# I live south of (city name).



## yuechu

大家好！

I was wondering, how do you say "I live south of (city name)" in Chinese? Would it be 我住在(渥太华)的南边？我住在(渥太华)的以南？(I just used "Ottawa" as an example)
Thanks!


----------



## SimonTsai

yuechu said:


> How do you say "I live south of (city name)" in Chinese?


我來自英格蘭北部。
我住愛荷華州北區。
我的家鄉在華北。
我來自中國西部。
我家住基隆南部。
我來自南利物浦。


----------



## Skatinginbc

yuechu said:


> "I live south of (city name)" in Chinese? Would it be 我住在(渥太华)的南边？


我家在渥太華的南邊.

If you live in Richmond, you may say "I live south of Vancouver." (我家在溫哥華的南方).  If you live in 山海關內, you may say "I live south of the Great Wall." (我家在長城的南方).

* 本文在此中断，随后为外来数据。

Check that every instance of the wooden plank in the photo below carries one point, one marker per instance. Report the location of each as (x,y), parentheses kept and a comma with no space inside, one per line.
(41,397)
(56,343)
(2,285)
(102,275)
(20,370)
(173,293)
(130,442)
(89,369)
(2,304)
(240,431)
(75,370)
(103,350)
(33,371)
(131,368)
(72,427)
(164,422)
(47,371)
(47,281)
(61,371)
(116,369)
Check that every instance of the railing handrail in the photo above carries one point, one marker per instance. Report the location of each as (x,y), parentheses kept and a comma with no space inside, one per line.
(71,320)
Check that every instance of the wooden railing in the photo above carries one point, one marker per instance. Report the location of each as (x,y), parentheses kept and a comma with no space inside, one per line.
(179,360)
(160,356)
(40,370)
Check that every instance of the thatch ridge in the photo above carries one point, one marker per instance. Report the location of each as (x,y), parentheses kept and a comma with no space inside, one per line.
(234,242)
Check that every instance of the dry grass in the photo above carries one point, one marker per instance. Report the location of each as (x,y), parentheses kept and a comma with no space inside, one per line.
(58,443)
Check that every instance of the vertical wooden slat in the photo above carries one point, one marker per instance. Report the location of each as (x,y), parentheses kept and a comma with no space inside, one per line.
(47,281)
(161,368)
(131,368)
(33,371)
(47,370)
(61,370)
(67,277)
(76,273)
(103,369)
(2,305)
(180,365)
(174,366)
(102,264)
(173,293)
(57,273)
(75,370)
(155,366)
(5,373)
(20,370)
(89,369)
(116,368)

those who live south of the border 住在邊境以南的人


----------



## yuechu

Thank you both for your replies! I am still a bit confused though about how to differentiate "I live south of..." (as in, not within, but south of) and "I live in the south of..." (as in, part of the same city and in the south) in Chinese.


----------



## SimonTsai

yuechu said:


> I am still a bit confused though about how to differentiate "*I live south of...*" (as in, not within, but south of) and "*I live in the south of...*" (as in, part of the same city and in the south) in Chinese.


I beg your pardon!

I sincerely apologise for failing to notice the lack of the definite article '*the*' in your original example sentence and thus providing you with incorrect Mandarin expressions.

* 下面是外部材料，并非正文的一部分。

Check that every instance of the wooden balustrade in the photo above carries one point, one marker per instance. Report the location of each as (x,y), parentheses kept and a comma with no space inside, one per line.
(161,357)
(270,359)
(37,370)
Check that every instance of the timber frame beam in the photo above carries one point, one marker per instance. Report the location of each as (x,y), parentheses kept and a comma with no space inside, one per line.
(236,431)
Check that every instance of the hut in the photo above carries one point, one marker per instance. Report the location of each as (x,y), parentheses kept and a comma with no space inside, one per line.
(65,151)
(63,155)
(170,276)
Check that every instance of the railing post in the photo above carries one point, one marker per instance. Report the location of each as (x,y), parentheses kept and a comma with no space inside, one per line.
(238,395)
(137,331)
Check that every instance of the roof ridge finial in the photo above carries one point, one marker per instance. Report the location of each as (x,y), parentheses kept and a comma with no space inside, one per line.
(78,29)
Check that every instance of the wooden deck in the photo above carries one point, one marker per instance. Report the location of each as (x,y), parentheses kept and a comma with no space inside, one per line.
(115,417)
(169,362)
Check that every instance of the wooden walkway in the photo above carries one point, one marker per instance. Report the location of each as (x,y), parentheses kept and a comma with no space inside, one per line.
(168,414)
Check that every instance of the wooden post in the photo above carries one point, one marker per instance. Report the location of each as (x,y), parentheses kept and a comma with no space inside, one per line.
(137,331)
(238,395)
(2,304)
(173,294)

Now I just want to make sure whether my understanding is correct:

If you live in Scotland, you *live north of* England.
If you live in Waterford, you *live in the south of* Ireland.
If yes, then the Mandarin expressions would be

我住在英格蘭以北 / 我住在英格蘭北邊。
我住在愛爾蘭南部 / 我住在南愛爾蘭。


----------



## yuechu

Oh, no need to apologize! Thanks for your reply, SimonTsai!



SimonTsai said:


> Now I just want to make sure whether my understanding is correct:
> 
> If you live in Scotland, you *live north of* England.
> If you live in Waterford, you *live in the south of* Ireland.
> If yes, then the Mandarin expressions would be
> 
> 我住在英格蘭以北 / 我住在英格蘭北邊。
> 我住在愛爾蘭南部 / 我住在南愛爾蘭。


Your understanding is correct! So "我住在英格蘭北邊。" means that the person lives north of England (in Scotland, for example), and not in the north of England, right?
I also just wanted to check: is "我住在英格蘭以北" more formal than "我住在英格蘭北邊。"?

Thanks again!


----------



## SimonTsai

yuechu said:


> So "我住在英格蘭北邊。" means that the person lives *north of* England (in Scotland, for example), not *in the north of* England, right?


Yes.


yuechu said:


> I also just wanted to check: is "我住在英格蘭以北" more formal than "我住在英格蘭北邊。"?


Yes. But the first is not that formal; both can be used in everyday conversations.


----------



## yuechu

謝謝！


----------



## Skatinginbc

我住漢城南 (I live south of Seoul)，君住漢城北 (You live north of Seoul), 日日思君不見君，共飲漢江水 (sharing water from the Han River)。


----------



## SuperXW

我家在_____的南邊。
I think the sentence is often ambiguous. It could mean either of the two meanings.


----------



## SimonTsai

SuperXW said:


> 我家在_____的南邊。
> I think the sentence is often ambiguous. It could mean either of the two meanings.


This is possibly true.

(1) 我家在基隆：台北的北邊。
(2) 我家在基隆：在暖暖，基隆的南邊。
(3) 我家在基隆：在暖暖，在基隆的南半邊。

You may hear any of the three from native Taiwanese in casual conversations. But, note that, to me, (2) is somewhat substandard because, as I said in post 6, '住在 (地名) 的北邊' normally means 'live north of (a place)'.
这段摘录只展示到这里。